Peut-être que le sergent Roumat, instituteur dans le civil, avait commencé à rédiger son « carnet de guerre » auparavant, mais ce qui en a été conservé et reproduit commence significativement le 10 mai. Il va tenir ce journal tout au long de la campagne de Belgique, et, ce qui est particulièrement précieux pour nous, réellement au jour le jour, malgré les circonstances. Il écrit, par exemple, le 17 mai : « La position est bien incommode pour écrire : je suis à plat ventre dans un pré ».
Un faux départ
Le 10 mai, il se trouvait à Marcoing (Nord), où, « avant que le jour ne se lève », il était prêt à s’embarquer dans un train en vue d’aller faire un stage de D.C.A. La gare se trouve sur une éminence, et sous les yeux des soldats, un terrible spectacle commence : sirène, batteries anti-aériennes tonnantes, avions ennemis lâchant leurs bombes, à une dizaine de kilomètres, sur l’aérodrome de Cambrai. « Je regardais, j’écoutais, tapi dans un coin, le cœur serré ». Ce n’est pas la peur qui domine en lui, mais le dépit que rien ne semble répliquer à l’attaque allemande. La réaction émotionnelle la plus forte, c’est au foyer du soldat qu’il la ressentira, au moment de boire un café bien chaud, en voyant entrer « une femme, son enfant sur les bras […]. Tous deux à demi vêtus pleuraient d’effroi ; je ne pus soutenir ce spectacle, je me brûlai la langue [en avalant le café] et sortis ».

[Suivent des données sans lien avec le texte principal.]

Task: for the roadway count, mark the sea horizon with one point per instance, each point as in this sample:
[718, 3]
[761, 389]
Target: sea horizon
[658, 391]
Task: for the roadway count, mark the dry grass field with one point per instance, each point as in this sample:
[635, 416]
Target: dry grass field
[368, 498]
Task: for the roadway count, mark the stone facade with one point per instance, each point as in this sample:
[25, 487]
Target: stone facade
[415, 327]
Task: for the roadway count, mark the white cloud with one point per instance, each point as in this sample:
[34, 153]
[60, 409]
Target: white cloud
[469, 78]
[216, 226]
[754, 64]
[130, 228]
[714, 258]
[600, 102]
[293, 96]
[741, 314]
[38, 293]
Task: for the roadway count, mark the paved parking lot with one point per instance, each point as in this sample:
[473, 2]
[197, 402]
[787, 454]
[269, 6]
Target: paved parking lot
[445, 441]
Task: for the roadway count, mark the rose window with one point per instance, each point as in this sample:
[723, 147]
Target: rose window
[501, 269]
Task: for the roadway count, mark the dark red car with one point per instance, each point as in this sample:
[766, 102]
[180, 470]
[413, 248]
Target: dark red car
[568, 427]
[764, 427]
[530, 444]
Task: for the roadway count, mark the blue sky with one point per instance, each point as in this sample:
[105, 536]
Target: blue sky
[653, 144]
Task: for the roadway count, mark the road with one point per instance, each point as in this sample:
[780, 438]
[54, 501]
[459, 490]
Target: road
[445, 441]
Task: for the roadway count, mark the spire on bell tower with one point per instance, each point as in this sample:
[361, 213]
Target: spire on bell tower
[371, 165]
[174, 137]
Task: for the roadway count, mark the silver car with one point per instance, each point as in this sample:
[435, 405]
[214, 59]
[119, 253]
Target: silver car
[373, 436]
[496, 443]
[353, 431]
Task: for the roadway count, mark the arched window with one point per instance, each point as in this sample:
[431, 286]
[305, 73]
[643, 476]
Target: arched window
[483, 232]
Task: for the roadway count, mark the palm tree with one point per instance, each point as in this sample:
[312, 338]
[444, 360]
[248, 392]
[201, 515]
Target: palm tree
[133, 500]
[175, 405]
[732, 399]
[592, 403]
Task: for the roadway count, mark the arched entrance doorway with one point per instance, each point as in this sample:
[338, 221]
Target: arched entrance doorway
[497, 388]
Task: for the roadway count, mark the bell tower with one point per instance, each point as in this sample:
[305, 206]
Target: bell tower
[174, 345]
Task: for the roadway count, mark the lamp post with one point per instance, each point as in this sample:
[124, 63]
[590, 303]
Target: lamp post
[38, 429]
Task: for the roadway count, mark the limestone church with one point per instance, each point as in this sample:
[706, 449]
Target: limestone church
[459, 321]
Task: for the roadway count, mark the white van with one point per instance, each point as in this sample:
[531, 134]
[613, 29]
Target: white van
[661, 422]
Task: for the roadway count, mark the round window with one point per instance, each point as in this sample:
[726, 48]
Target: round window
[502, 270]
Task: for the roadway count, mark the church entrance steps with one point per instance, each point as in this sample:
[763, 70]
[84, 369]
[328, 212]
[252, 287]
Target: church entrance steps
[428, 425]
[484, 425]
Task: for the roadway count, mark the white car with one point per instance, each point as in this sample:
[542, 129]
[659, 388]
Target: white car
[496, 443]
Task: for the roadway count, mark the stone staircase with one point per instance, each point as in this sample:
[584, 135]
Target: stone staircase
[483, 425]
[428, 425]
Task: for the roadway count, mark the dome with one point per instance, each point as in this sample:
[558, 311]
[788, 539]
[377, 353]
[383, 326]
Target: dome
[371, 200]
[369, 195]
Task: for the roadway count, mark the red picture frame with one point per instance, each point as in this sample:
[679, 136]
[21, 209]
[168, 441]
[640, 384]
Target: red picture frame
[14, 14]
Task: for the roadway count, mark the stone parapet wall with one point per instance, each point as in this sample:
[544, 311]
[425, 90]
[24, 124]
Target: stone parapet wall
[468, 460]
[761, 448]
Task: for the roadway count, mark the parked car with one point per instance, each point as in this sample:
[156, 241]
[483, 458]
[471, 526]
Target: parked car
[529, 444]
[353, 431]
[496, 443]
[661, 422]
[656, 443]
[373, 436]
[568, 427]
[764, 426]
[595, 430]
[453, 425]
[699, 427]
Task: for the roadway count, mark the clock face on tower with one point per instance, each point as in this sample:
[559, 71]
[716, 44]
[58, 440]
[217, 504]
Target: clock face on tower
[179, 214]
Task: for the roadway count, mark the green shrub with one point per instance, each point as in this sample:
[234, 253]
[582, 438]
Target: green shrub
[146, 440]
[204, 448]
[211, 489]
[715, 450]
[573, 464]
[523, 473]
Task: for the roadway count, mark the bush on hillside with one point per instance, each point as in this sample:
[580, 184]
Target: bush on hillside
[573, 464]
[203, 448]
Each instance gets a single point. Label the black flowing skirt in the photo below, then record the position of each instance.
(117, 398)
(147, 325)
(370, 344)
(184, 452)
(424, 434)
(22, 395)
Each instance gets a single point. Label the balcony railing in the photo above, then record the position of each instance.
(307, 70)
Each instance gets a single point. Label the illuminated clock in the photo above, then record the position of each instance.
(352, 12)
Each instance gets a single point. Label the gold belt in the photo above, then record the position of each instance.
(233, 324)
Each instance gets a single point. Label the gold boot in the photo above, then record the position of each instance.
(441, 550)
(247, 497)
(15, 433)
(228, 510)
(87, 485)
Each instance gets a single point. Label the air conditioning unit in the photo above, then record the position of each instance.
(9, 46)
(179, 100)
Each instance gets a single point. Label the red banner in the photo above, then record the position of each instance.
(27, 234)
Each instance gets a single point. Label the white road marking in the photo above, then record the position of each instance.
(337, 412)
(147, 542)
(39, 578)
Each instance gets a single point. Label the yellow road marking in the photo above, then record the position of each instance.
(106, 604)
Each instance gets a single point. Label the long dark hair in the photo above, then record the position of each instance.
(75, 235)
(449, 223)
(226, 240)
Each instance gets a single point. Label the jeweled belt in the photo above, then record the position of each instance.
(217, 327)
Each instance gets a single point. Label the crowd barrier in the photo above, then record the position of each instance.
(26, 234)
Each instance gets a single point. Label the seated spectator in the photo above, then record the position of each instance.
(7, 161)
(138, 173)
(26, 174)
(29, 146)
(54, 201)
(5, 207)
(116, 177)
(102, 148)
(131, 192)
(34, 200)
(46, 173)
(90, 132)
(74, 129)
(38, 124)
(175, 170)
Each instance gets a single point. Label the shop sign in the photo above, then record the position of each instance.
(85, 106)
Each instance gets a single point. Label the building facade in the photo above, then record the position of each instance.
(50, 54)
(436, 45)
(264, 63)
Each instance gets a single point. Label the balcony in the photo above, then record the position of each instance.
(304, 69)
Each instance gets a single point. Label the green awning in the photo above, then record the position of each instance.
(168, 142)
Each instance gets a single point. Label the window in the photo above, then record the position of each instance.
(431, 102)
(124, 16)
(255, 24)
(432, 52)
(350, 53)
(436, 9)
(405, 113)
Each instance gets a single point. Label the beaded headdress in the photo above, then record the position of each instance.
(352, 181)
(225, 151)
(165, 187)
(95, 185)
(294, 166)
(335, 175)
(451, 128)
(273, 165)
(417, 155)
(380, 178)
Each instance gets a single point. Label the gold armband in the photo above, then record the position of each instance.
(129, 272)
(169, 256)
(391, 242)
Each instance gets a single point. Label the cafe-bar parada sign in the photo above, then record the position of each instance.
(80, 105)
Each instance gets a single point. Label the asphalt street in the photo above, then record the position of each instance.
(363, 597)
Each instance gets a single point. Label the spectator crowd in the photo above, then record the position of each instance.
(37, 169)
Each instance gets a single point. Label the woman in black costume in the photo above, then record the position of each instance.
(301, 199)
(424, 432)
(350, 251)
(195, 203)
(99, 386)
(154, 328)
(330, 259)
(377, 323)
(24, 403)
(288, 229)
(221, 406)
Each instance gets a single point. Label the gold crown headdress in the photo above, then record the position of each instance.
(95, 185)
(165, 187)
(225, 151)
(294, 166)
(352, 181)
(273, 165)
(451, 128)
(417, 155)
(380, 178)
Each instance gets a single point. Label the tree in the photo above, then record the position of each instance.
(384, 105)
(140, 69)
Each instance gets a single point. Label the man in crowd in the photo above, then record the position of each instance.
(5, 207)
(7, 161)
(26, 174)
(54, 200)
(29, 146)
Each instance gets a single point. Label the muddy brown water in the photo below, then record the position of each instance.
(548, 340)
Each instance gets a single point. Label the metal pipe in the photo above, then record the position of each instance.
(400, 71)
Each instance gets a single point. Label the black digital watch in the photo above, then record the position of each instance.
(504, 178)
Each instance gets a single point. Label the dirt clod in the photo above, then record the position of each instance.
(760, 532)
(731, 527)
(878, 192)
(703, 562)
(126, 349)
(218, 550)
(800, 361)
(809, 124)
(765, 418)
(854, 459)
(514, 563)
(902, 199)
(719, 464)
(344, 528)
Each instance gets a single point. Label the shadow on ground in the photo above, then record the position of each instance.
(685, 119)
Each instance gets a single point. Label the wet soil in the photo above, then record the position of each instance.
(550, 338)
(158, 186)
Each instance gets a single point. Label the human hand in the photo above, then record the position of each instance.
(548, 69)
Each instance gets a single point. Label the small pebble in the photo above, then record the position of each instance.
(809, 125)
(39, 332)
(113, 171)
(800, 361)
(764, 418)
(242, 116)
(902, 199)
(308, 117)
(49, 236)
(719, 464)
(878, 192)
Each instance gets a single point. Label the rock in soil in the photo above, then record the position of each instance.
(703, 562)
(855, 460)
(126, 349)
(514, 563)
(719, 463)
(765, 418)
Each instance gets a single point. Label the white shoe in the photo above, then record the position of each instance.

Le détachement part comme prévu, mais pas pour longtemps. Arrivés à Amiens (Somme), une centaine de kilomètres au sud-ouest, ils s’arrêtent et refont le chemin en sens inverse. Retour au cantonnement à Équancourt (Somme, une vingtaine de kilomètres au sud de Marcoing). Qu’importe, son unité n’est pas encore jetée dans la bataille, et Pierre Roumat note : « la vie est belle ; je suis encore optimiste ». Il l’est « encore », c’est-à-dire que bientôt il ne le sera plus. Le soir même, il se retrouve à Étricourt (Somme, à 2 km d’Équancourt). C’est là qu’il rédige son récit de la journée qu’il vient de vivre. Il ne dit rien des deux journées suivantes qu’il y passe, avant d’en repartir le 13 à 2 heures du matin, un peu attristé de quitter ce village « si hospitalier ».
Nous le retrouvons le soir du 13 mai, à Épehy (Somme, 12 km plus à l’est), se préparant au départ en opérations. « Dans quelques heures, nous aurons quitté la France […]. La Belgique est près de nous ; nous sommes confiants ; nous reviendrons bientôt ; l’avenir sera plus sûr, la vie meilleure. »
Arrivée sur le théâtre d’opération en Belgique
Le 14 mai, leur train parvient à Braine-le-Comte, en Belgique (120 km au nord-est de leur point de départ). Et de là, « sous le soleil déjà chaud », ils gagnent à pied Écaussines (7 km au sud). « Quel accueil de la part des Belges ! Ils nous traitaient en libérateurs, en héros. » Vers le soir, les soldats français sont en train de creuser une tranchée près de la baraque en torchis qui leur est affectée, « lorsque les mitrailleuses voisines se mirent à claquer [et] un bombardier […] rasant les toits allait s’abattre tout près. Ce fut le délire pour tous. »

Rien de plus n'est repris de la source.